Im ärmlichen Londoner Stadtteil Tottenham fingen die Krawalle an – ein neues Fußballstadion für die Hotspurs soll eine bessere Zukunft bringen.

Es sieht ohnehin schon apokalyptisch aus rund um die White Hart Lane. Für den geplanten Neubau ihres Stadions haben die Tottenham Hotspurs bereits Grundstücke rund um das Areal herum gekauft und Häuser abreißen lassen. Das Bild der Zerstörung wirkt durch die Folgen der Ausschreitungen, die am vergangenen Samstag ihren Anfang in dem ärmlichen Londoner Stadtteil nahmen und inzwischen ganz England erfasst haben, nun richtig verheerend. Ob in dem Stadion am Samstag das erste Saisonspiel der Premier League zwischen den Spurs und dem FC Everton angepfiffen wird, entscheidet sich frühestens heute. Dann wollen die Liga-Verantwortlichen mit der Polizei beraten.

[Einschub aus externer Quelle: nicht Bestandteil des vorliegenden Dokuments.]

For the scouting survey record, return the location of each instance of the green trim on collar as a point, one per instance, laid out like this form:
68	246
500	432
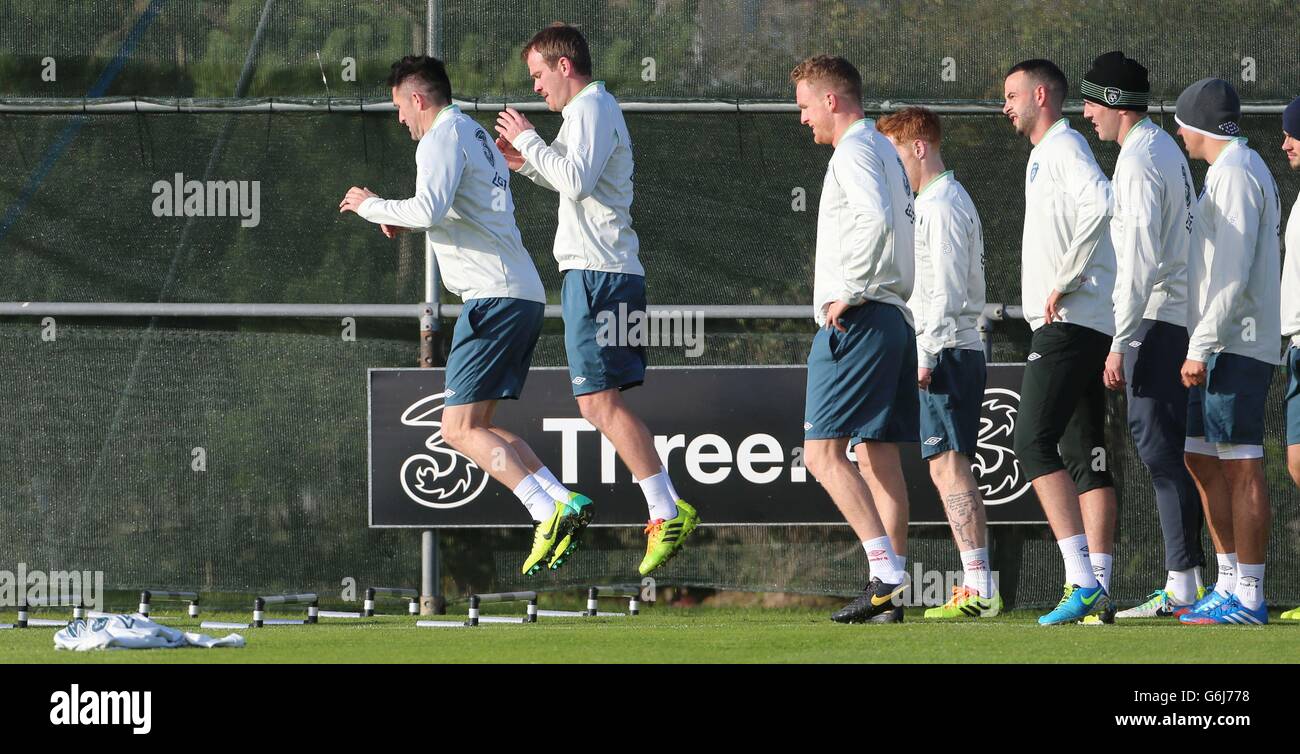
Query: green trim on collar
1147	120
1056	126
443	113
932	181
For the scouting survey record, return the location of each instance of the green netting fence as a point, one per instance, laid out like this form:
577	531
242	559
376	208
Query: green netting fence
99	423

„Ich habe gehört, dass es am Stadion unruhig ist, deswegen bleibe ich weg. Ich bin geschockt von den Bildern. Es ist unglaublich“, sagte Spurs-Profi Rafael van der Vaart. Er rechnet damit, dass am Wochenende nicht gespielt wird: „Mein Gefühl sagt Nein.“ Mit ihrer Entscheidung über eine eventuelle Absage des gesamten Spieltages der weltweit erfolgreichsten Fußballliga oder einzelner Partien wollen sich die Verantwortlichen möglichst lange Zeit lassen.

Allein am Samstagnachmittag sollen drei Spiele der Premier League in London stattfinden, die Polizei bräuchte für jedes ungefähr 100 Einsatzkräfte, um für ein Mindestmaß an Sicherheit zu sorgen. Ob diese Kräfte für die Abwicklung eines nach außen hin normalen Lebens, das aus Fußballspielen besteht, zur Verfügung stehen werden, ist offen. In London blieb es in der Nacht zum Mittwoch weitgehend ruhig, in Birmingham und Manchester, wo am Wochenende auch Erstligaspiele stattfinden sollen, kam es in der Nacht zum Mittwoch zu heftigen Krawallen und Plünderungen.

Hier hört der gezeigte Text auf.